第2回 「生きた辞書」を望む
野崎昭弘(のざき・あきひろ)
数学者[計算機科学]
2001年7月5日
「辞書は生きている」と言われる。初版が出てもそれで終わることがなく、改訂に改訂を重ねて、よりよいものが構築されて行くからである。しかし媒体が「印刷物」である限り、成長はきわめて遅い。簡単な誤植でさえ、次の印刷を待たなければならない。その点インターネット上の電子辞書であれば、リアルタイムの改訂が可能である。実際、インターネット上に「読者のページ」があれば、誤りの指摘が即時に行われるし、編集部としてのチェック体制が動きはじめれば、正しい指摘を本文の修正に反映させるのも、迅速に行われるはずである。それこそ「生きている」と言える辞書の、ほんとうの姿なので、誕生したばかりのこの『e辞林』が、そちらの方向にどんどん成長してゆくことを、大いに期待している。

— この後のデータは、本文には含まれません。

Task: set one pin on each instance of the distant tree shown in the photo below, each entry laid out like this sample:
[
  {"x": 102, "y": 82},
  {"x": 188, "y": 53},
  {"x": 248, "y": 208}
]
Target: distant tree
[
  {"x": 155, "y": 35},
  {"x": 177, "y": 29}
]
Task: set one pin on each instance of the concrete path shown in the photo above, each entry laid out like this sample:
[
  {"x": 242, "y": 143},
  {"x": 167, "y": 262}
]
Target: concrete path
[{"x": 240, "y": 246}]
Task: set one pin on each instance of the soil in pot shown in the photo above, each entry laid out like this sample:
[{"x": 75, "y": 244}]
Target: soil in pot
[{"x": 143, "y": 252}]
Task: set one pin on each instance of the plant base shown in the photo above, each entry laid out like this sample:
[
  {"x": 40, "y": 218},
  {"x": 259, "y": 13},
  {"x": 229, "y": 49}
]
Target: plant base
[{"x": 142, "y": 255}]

内容ばかりではない。検索のしやすさについても、「生きている辞書」は成長してほしい。私の経験では日本のシステムは遅れていて、アメリカのシステムの親切さになかなか及ばないように思うのだが、どうだろうか。私が時々使う図書検索システムでは「アメリカ」と入れたら「アメリカン」も拾ってくれないし、綴りの間違いは絶対に許されないが、アメリカのシステムでは綴りの訂正ぐらいはちゃんとやってくれた。そういえば1965年という大昔、MITかどこかで「Mary Poppinsを探したらMarie Curieまで拾ってくれた」システムに出会ったことがある。そこのソフトは“Mary”と“Marie”が「近い関係である」ことを知っていたわけで、わたしは大いに感心した。日本語のシステムでは、たとえば「清音と濁音をまちがえても検索してくれる」アイデアは、「電話番号の案内システム」などですでに実用化されていて、けっこう役に立ちそうな気がするのだけれど、私が直接使っている情報システムではまだあまり見たことがない(医療システムである方が思いついて成功したようであるが、今その方のお名前を確かめられず、ご紹介できないのは残念である)。

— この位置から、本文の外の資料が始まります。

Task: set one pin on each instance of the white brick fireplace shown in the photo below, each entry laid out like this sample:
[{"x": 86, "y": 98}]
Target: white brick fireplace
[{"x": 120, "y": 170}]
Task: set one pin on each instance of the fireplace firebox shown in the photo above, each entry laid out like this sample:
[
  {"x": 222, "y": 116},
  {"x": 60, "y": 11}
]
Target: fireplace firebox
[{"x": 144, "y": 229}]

インターネットの時代は、「個人が誰でも情報を発信できる」すばらしい時代のように言う人もいるが、それだけ「無責任な情報の氾濫する」時代でもあり、「ダウンロードしただけで、何かがわかったような錯覚に陥る」困った時代でもある。そういうときに、インターネットのよさを活かした「信頼できる、生きた情報源」がどこかにあることはたいへんありがたいことである。